Analgesia Obstétrica: Locais Anatômicos e Técnicas

HAC - Hospital Angelina Caron (PR) — Prova 2024

Enunciado

Os principais objetivos da analgesia obstétrica é o alívio adequado da dor materna, com pouco ou nenhum risco para o binômio mãe-filho. Conforme o esquema abaixo, estão definidos os três locais anatômicos mais usuais para a analgesia obstétrica, identifique-os e assinale a alternativa com a sequência correta:

Alternativas

  1. A) 1: bloqueio paracervical, 2: bloqueio pudendo, 3: bloqueio pós-pudendo
  2. B) 1: bloqueio lombo-sacral, 2: bloqueio colo-pudendo, 3: bloqueio pós-pudendo
  3. C) 1: bloqueio simpático lombar, 2: bloqueio paracervical, 3: bloqueio pudendo
  4. D) 1: bloqueio simpático sacral, 2: bloqueio colo-pudendo, 3: bloqueio pudendo
  5. E) Nenhuma das alternativas anteriores está correta.

Pérola Clínica

Analgesia obstétrica: Bloqueio simpático lombar (fase 1), Paracervical (fase 1), Pudendo (fase 2).

Resumo-Chave

A analgesia obstétrica visa aliviar a dor do parto com segurança para mãe e feto. Diferentes técnicas regionais são aplicadas em locais anatômicos específicos, dependendo da fase do trabalho de parto e dos nervos envolvidos na transmissão da dor. O bloqueio simpático lombar e paracervical atuam na dor da primeira fase, enquanto o bloqueio pudendo é mais utilizado na segunda fase.

Contexto Educacional

A analgesia obstétrica é um pilar fundamental no manejo da dor durante o trabalho de parto, visando proporcionar conforto à parturiente e otimizar a experiência do parto, com mínima interferência no bem-estar materno-fetal. As técnicas de analgesia regional são amplamente empregadas devido à sua eficácia e segurança, atuando diretamente nos trajetos nervosos responsáveis pela transmissão da dor. A dor do trabalho de parto é complexa, envolvendo diferentes vias nervosas em suas fases. Na primeira fase, a dor é predominantemente visceral, originada das contrações uterinas e dilatação cervical, transmitida por fibras simpáticas que entram na medula espinhal nos níveis T10 a L1. Na segunda fase, a dor torna-se somática, devido à distensão do períneo e vagina, transmitida pelos nervos pudendos (S2 a S4). O bloqueio simpático lombar e o bloqueio paracervical são técnicas que visam a dor da primeira fase do trabalho de parto. O bloqueio pudendo, por sua vez, é direcionado à dor da segunda fase, sendo eficaz para o período expulsivo e procedimentos como episiotomia e reparo de lacerações. A escolha da técnica depende da fase do trabalho de parto, das condições clínicas da paciente e da experiência do profissional, sempre buscando o equilíbrio entre alívio da dor e segurança.

Perguntas Frequentes

Qual a principal indicação do bloqueio paracervical na analgesia obstétrica?

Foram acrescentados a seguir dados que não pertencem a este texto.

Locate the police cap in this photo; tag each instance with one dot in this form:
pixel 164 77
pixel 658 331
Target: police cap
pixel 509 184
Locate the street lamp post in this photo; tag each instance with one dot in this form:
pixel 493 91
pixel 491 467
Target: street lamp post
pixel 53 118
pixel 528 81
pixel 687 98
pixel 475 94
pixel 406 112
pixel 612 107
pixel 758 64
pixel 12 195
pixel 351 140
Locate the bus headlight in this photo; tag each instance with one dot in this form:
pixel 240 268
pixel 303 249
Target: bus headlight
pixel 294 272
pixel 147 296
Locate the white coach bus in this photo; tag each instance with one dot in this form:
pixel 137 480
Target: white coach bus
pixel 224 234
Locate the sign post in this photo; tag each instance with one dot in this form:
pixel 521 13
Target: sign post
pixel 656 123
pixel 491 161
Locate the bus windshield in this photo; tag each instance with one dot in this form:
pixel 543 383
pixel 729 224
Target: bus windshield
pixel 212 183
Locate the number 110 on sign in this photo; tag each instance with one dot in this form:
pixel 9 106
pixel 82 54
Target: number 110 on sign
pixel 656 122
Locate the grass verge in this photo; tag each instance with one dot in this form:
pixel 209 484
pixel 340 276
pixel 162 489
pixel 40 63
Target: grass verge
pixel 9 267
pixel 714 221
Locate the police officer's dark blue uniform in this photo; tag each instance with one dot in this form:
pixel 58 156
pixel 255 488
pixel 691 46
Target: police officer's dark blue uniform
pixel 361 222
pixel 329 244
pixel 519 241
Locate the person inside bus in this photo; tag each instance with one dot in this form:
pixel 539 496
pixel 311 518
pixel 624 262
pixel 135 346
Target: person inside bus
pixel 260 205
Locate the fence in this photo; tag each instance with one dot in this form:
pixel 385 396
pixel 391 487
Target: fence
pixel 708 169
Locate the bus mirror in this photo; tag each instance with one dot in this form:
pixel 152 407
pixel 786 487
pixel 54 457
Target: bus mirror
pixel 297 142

O bloqueio paracervical é indicado para o alívio da dor na primeira fase do trabalho de parto, atuando nos nervos sensitivos que inervam o colo uterino e a porção superior da vagina, aliviando a dor das contrações uterinas.

Em que fase do trabalho de parto o bloqueio pudendo é mais útil?

O bloqueio pudendo é mais útil na segunda fase do trabalho de parto, durante o período expulsivo, pois bloqueia os nervos pudendos que inervam o períneo, a vulva e a porção inferior da vagina, proporcionando analgesia para o parto vaginal e episiotomia.

Quais são os riscos associados ao bloqueio paracervical?

Os riscos do bloqueio paracervical incluem bradicardia fetal (devido à absorção do anestésico local ou vasoconstrição uterina), injeção intravascular materna, toxicidade sistêmica e formação de hematoma. Por isso, seu uso tem diminuído em favor de outras técnicas.